2        Standards in respect Covid-19 testing services

(1)     Subject to paragraph (4), the Medical Officer of Health must set and publish standards in respect of the provision of testing services.

(2)     A service provider must comply with those standards.

(3)     The standards set by the Medical Officer of Health may be –

(a)     revised from time to time and must be published in their revised form; or

(b)     replaced or withdrawn and notice of any such replacement or withdrawal must be published.

(4)     The Medical Officer of Health is not required to set any standards under paragraph (1) if he or she endorses standards set and published by any other person or body in the British Islands or elsewhere, that the Medical Officer of Health considers to be an expert authority on Covid‑19 testing.

(5)     Nothing in paragraph (4) prevents the Medical Officer of Health from setting and publishing standards which are in addition to, or complement other standards endorsed by him or her.

(6)     The standards, whether set by the Medical Officer of Health or endorsed by him or her –

(a)     must address compliance with the following matters –

(i)      where a service provider uses testing kits, that everything comprised within those kits is applied and processed in accordance with the testing kit manufacturer’s instructions,

(ii)      that a person who has received a test –

(A)    is given the result of that test accurately,

(B)     is given sufficient information to enable the person to understand what the result means for him or her, and

(C)     is advised as to what action, if any, that person may take in accordance with relevant guidance;

(iii)     hygiene and infection control measures implemented at the premises at which the test is administered or analysed,

(iv)     that a service provider follows guidance issued by the Medical Officer of Health under Regulation 14, and that any test result which gives rise to a reasonable suspicion that a person is infected or contaminated with Covid-19 is immediately reported to the Medical Officer of Health in accordance with Regulation 13.

(b)     may address compliance with such other matters as the Medical Officer of Health, or, in the case of standards endorsed by him or her, the other person or body, considers appropriate.

3        Application of standards

(1)     These Regulations apply only in respect of testing services within the meaning of these Regulations.

(2)     For the avoidance of doubt –

(a)     screening or assessment under Part 3 (powers in relation to persons suspected to be potentially infectious) of the Covid‑19 (Screening, Assessment and Isolation) (Jersey) Regulations 2020[8], by a health officer within the meaning of those Regulations, is not a testing service;

(b)     a person designated by any Minister to administer, analyse or give the results of a test is not providing a testing service; and

(c)     a person who purchases a testing kit so as to self-administer a test, analyse it and receive the results of that test, is not in receipt of a testing service.

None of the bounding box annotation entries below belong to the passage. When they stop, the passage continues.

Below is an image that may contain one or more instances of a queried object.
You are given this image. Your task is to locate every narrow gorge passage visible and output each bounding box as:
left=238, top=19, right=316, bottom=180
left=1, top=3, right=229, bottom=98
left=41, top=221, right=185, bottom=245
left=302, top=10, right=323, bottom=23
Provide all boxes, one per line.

(3)     The standards apply regardless of –

(a)     whether or not the testing service is provided free of charge or at a charge;

(b)     whether or not the test is administered, analysed, or the result is given by a doctor, a health care practitioner registered under Health Care (Registration) (Jersey) Law 1995[9], or any other person;

(c)     the method by which the test is administered, analysed or the result is given; or

(d)     the premises at which the test is administered or analysed.

(4)     The standards apply where, at any premises, a testing officer –

(a)     administers, analyses, or gives the result of the test; or

(b)     does some of the things mentioned in sub-paragraph (a) and the person receiving the test, or any other person does the rest.

4        Inspection of testing services

(1)     It is the function of a health officer to carry out the inspection of a testing service for the purpose of determining whether or not the service provider is complying with the standards.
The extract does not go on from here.